At Google I/O 2022, the company announced a novelty related to these situations called Look and Talk, which aims to simplify communication with Google Assistant to levels where, with the appearance, you can already begin to interact with the assistant.
They ponder the idea that once you are within 1.5 meters of the device, the user can simply look at the screen and speak to get started. All this will be based on eight machine learning models in which the algorithm will be able to distinguish between intentional interactions and views.
We leave you the video of Google itself so you can see how it would work.
“We have developed Look and Talk in accordance with our principles of artificial intelligence. It meets our stringent audio and video processing requirements, and like our other camera detection features, the video never leaves the device.”they explain on their blog where you get more information.
The Look and Talk interaction is based on three phases. In the first, the assistant uses visual cues to determine when the user is signaling an intent to interact with them and then wakes up like they are now with the words “Hey Google” or “OK Google”.

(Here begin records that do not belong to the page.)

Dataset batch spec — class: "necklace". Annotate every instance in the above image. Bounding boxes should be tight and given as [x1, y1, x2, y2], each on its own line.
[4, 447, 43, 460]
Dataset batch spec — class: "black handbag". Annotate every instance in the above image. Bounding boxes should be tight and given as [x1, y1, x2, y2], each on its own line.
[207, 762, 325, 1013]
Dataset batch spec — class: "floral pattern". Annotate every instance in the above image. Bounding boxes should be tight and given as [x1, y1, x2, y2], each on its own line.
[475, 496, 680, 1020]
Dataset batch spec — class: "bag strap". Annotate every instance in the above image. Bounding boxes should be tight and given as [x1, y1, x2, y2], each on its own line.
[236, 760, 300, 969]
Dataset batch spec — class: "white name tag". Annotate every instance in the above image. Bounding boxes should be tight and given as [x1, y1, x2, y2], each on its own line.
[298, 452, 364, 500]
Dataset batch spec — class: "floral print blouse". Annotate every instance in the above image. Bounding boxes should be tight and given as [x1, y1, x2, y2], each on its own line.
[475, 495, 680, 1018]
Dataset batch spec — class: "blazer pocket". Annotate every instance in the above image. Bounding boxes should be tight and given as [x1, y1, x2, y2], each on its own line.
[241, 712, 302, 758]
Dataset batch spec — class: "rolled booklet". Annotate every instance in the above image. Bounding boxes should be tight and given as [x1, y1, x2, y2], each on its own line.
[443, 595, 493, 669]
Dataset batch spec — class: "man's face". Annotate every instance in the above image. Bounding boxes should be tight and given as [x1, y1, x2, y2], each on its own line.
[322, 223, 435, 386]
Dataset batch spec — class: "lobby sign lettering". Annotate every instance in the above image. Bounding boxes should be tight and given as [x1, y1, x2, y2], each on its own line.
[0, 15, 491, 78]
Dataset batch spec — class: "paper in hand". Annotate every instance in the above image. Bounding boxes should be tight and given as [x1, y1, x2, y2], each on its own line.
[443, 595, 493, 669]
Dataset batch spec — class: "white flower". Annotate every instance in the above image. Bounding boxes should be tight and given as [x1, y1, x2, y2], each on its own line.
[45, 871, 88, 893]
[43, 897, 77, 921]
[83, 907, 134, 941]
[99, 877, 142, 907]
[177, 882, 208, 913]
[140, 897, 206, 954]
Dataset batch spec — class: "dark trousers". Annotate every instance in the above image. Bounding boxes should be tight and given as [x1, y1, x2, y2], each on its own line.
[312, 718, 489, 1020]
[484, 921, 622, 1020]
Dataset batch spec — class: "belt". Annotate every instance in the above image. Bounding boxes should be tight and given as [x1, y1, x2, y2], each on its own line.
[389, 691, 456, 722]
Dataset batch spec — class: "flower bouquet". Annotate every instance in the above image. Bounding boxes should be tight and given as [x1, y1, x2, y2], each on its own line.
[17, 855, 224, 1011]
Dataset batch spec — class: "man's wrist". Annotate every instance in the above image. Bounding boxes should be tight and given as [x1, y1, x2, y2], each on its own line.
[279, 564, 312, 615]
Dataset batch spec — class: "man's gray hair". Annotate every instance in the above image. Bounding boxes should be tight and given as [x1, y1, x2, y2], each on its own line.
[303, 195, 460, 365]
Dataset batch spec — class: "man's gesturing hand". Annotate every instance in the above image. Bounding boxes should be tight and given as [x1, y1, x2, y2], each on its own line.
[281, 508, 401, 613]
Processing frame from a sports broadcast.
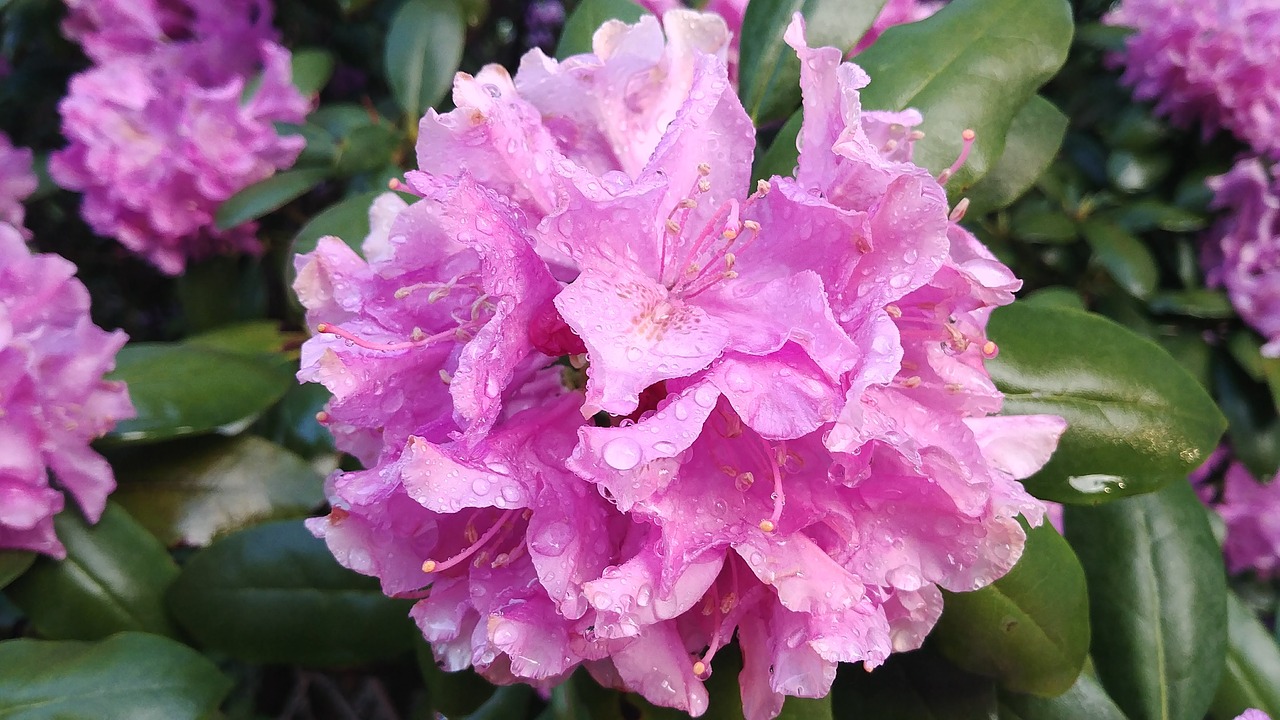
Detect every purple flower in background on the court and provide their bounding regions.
[525,0,566,50]
[1202,158,1280,357]
[1212,462,1280,578]
[0,132,36,240]
[1105,0,1280,159]
[296,10,1065,720]
[0,223,133,557]
[50,0,308,274]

It then checks and understands the user’s intent through visual and acoustic cues, that is, it examines whether the gaze is indeed intentional. These two phases form the basis of the Look and Talk functionality, since the third phase is not currently commented on.
already functioning was tested with 3000 participants with which they improve the recognition process. “While this is a key milestone on our journey, we hope this is the first of many enhancements to our interaction paradigms that will continue to redefine the Google Assistant experience responsibly.”they end.
Source: Computer Hoy
I am Bret Jackson, a professional journalist and author for Gadget Onus, where I specialize in writing about the gaming industry. With over 6 years of experience in my field, I have built up an extensive portfolio that ranges from reviews to interviews with top figures within the industry. My work has been featured on various news sites, providing readers with insightful analysis regarding the current state of gaming culture.